Hamlet and his Kashmirian Odyssey
Touchstones by which a Hamlet adaptation is measured are the ghost and the play within the play. Though these two appear only minimally on the stage, they drive the tempo of the play. Ghost is nothing but Hamlet’s subconscious which brings his hidden fears and oedipal angst out into his (as well as ours) conscious, thereby justifying his madness as well as the whole drama. Play within the play proves that Hamel’s madness is an extreme expression of sanity and leads us, quite seamlessly, to the tragic denouncement. These two elements are so germane to the stage that a film director, if he is a dullard, can prove by their adaptation that his creative output is equally dullard.
Sir Laurence Olivier’s 1948 adaptation of the movie faced the music for Oliver’s voice-over narration (besides his essaying the central role and besides directing), thereby playing up his interpretation over what the play unfolds and for overplaying the Oedipal element-the success of Shakespeare and stage directors lies in hiding their own oedipal complexes within the structure and plot of the play and within the Oedipal complex of Hamlet. However, Oliver did not muddle with the ghost and brilliantly visualized the play within the play.
Watching Vishal Bharadwaj’s Haider, I was looking for these two elements. He was daring enough to muddle with them and recast them in his own way on screen. Wow, he pulled them off. Ghost in the film is a flesh and blood human who appears in the middle of the movie. He is Haider’s father’s companion, his alter ego to the core. Hazard a guess who in the Hindi/Urdu film world can brilliantly essay the role? None other than the guy who tempted us with his silence and calculated dialogues punctuated with well-modulated facial clues in Life of the Pi. No more clues.
Play within the play which is placed in the script like a Wagah border between Haider’s sanity and insanity is a well-choreographed dance drama sequence which moves us into tears. Music rendered to the same dramatic cadence in which the tempo of the play is set; tom-toms; santoors and sitars; and above all, the scintillating body movements of Shahid Kapoor would have made Shakespeare, had the Bard been in the audience, rope in Vishal to stage his play again (just as Francis Ford Coppola invited the director to assist him in his Youth without Youth).

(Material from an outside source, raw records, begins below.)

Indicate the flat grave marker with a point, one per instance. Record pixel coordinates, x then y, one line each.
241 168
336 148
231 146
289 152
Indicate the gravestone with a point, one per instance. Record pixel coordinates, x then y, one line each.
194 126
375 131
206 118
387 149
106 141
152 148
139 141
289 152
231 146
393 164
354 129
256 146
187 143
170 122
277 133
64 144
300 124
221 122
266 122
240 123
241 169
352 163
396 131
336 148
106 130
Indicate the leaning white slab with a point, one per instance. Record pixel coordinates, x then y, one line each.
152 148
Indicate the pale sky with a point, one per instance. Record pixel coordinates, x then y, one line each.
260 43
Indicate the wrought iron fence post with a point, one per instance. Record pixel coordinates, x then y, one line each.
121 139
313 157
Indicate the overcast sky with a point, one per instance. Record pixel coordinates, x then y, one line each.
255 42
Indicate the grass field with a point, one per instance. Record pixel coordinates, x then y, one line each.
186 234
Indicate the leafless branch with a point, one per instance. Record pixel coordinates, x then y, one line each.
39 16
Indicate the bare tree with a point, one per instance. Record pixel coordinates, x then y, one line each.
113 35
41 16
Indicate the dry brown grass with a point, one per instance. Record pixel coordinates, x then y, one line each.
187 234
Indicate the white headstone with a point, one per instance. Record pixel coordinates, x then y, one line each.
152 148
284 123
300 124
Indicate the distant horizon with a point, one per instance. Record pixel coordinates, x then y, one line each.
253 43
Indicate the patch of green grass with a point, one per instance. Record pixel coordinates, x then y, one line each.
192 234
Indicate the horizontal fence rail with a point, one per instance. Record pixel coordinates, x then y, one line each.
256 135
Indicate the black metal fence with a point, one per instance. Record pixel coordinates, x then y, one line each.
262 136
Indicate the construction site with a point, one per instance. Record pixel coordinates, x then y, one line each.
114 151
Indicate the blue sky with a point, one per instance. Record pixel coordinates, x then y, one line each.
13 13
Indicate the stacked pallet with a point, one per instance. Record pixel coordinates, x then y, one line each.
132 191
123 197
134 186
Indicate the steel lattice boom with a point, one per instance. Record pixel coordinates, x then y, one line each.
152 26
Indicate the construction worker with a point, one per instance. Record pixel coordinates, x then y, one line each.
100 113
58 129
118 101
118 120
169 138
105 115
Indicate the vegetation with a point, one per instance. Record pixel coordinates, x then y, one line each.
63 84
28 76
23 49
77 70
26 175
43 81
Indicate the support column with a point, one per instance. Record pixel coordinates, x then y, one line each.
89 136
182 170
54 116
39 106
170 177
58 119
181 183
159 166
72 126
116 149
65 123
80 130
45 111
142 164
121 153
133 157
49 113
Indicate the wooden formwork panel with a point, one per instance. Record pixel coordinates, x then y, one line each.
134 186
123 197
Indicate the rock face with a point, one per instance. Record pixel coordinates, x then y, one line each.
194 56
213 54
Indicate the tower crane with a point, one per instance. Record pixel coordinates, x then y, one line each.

Haider is not just the adaptation of Hamelt. It is an adaptation of scriptwriter Basharat Peer’s poignant tales of Kashmir, Curfewed Night. It is about a life torn between military and militancy. A land so delicious and a people so beautiful have been rewired into the intricacies of law and order. A people whose cry for azadi is the only sonorous, if deeply painful, music amidst the blood curdling roar of AK 47. How laws, which should ideally merge with people, jarringly stand out has been brilliantly narrated in Haider’s lunatic street show, where law and order has been pitted against the cry for azadi. The script writer succeeded in shedding light on the mindset of law enforcing authorities about such an identity. The film is a brilliant narrative on how clampdown on militancy victimizes people who have no sympathy for militants, thereby turning them as targets of militants.
Vishal Bhardwaj has proved again that he is ‘Visual’ Bhardwaj. Though the film is character centered and emotions of the character should be played up over the setting (even in the play), cinematographer Pankaj Kumar helps the director in contrasting the tragic plot with a landscape once equated to paradise. Vishal in his latest matru ki bijlee ka mandola has been noted for keeping the theatrics and choreographed movements of central characters throughout the movie, thereby consciously subverting the realism of the content for the satire, irony and dramatic effect of the political element of the content. This feature, which Anurag Kashyap effects in his ‘Gangs of Wasseypoor’, is signature feature of young Indian directors. Haider, strong though its realism is, also noted for the same. Though Shraddha Kapoor is too young for Ophelia (and she plays the additional role of Horatio as well) and hence disappointed, Tabu and Key Key Menon proved their range is wide and they are fit for deeper roles. I give it 7 points out of ten.